Comparing example 1 with comparative example 1, it can be seen that the accuracy of measuring the actual water sample by the microbial film reactor domesticated by the nitrifying nutrient solution is obviously higher than that by the microbial film reactor not domesticated by the nitrifying nutrient solution.
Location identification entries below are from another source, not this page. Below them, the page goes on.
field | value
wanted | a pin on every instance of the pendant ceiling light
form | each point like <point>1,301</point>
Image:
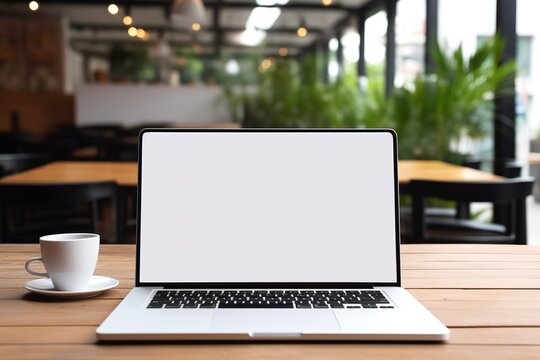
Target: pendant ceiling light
<point>187,12</point>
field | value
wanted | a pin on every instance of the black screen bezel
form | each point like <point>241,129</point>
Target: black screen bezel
<point>269,285</point>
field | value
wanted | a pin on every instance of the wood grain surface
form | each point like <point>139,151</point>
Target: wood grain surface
<point>489,296</point>
<point>125,173</point>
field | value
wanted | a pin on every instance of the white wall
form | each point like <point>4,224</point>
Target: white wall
<point>131,105</point>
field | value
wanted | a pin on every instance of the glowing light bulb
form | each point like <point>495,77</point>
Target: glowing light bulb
<point>132,31</point>
<point>113,9</point>
<point>33,5</point>
<point>302,31</point>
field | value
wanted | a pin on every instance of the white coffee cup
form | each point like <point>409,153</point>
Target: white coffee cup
<point>69,259</point>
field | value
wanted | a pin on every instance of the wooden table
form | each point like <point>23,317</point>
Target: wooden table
<point>488,295</point>
<point>125,173</point>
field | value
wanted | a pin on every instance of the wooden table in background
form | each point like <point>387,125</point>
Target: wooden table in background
<point>125,173</point>
<point>488,295</point>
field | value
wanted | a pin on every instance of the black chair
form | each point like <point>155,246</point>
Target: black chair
<point>511,193</point>
<point>28,211</point>
<point>14,163</point>
<point>119,149</point>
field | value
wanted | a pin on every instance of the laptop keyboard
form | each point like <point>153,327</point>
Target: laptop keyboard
<point>269,299</point>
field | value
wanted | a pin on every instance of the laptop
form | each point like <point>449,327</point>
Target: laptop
<point>269,235</point>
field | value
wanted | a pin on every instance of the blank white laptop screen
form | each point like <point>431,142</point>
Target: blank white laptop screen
<point>277,207</point>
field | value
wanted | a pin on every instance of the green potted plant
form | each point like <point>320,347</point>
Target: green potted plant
<point>434,112</point>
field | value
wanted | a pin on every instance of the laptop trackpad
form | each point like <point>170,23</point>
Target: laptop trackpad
<point>274,321</point>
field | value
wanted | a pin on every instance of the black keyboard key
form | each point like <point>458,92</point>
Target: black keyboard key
<point>335,305</point>
<point>190,305</point>
<point>208,305</point>
<point>369,306</point>
<point>256,306</point>
<point>320,306</point>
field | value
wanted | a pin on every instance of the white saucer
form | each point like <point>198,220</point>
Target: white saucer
<point>97,285</point>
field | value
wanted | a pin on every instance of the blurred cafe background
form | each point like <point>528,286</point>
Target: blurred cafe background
<point>458,79</point>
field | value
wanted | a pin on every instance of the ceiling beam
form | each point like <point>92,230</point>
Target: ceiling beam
<point>133,41</point>
<point>209,3</point>
<point>172,29</point>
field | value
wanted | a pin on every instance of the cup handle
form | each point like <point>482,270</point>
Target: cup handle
<point>27,266</point>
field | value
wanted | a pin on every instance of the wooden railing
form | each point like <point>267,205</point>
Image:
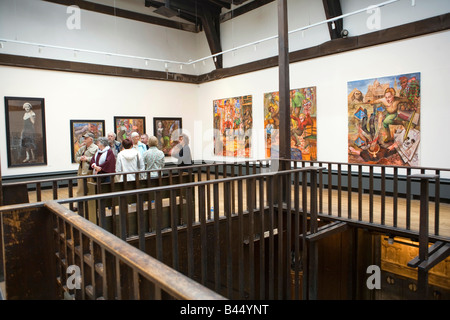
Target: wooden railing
<point>388,196</point>
<point>90,262</point>
<point>241,232</point>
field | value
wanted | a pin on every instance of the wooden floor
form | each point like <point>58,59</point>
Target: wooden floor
<point>444,216</point>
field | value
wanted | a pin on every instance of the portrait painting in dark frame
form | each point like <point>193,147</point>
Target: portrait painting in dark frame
<point>124,126</point>
<point>25,131</point>
<point>79,127</point>
<point>165,130</point>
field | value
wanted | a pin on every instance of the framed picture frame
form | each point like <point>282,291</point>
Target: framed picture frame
<point>124,126</point>
<point>25,131</point>
<point>163,129</point>
<point>79,127</point>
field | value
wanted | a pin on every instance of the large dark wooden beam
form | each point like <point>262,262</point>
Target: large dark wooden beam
<point>327,230</point>
<point>243,9</point>
<point>79,67</point>
<point>100,8</point>
<point>284,85</point>
<point>211,25</point>
<point>402,32</point>
<point>333,9</point>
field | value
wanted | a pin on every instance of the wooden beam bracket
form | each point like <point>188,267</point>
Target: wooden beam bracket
<point>327,230</point>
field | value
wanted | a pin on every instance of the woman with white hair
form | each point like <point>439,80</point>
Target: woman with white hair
<point>153,157</point>
<point>104,160</point>
<point>113,143</point>
<point>181,151</point>
<point>128,160</point>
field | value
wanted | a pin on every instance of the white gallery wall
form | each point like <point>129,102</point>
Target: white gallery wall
<point>81,96</point>
<point>74,96</point>
<point>427,55</point>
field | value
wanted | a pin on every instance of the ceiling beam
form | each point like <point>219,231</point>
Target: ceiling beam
<point>333,9</point>
<point>243,9</point>
<point>211,26</point>
<point>99,8</point>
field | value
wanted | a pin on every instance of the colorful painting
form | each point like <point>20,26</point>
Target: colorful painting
<point>384,120</point>
<point>303,110</point>
<point>166,131</point>
<point>125,126</point>
<point>233,123</point>
<point>25,131</point>
<point>79,127</point>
The reason is that: the microbial membrane reactor which is not domesticated by the nitrified nutrient solution may contain a part of heterotrophic microorganisms, and the heterotrophic microorganisms can take organic matters in an actual water sample as a source for oxygen consumption metabolism, so that the measured oxygen consumption value is higher, and the obtained ammonia nitrogen concentration is obviously higher than that of the national standard method.
Example 2
The present embodiment provides a method for detecting ammonia nitrogen content by using nitrifying biological reaction, which is performed by referring to the steps of embodiment 1, and is different from embodiment 1 in that:
s11, selecting a microbial film culture substrate which is a polyurethane hose with an inner diameter of 2.0mm and a length of 100 cm;
s12, filtering an environmental water sample from sewage of a sewage treatment plant through a 100-mesh filter screen;
in S17, the domestication conditions are as follows:
the aeration rate of the nitrifying nutrient solution is 5L/min, the test temperature is 30 ℃, and the test flow rate is 3.0mL/min; after the microbial film reactor is continuously domesticated for 54 hours, the oxygen consumption strength of the nitrifying microbial film reactor to the ammonium chloride standard solution with the ammonia nitrogen concentration of 1.0mg/L reaches a stable value, which is about 2.628+/-0.122 mg/L.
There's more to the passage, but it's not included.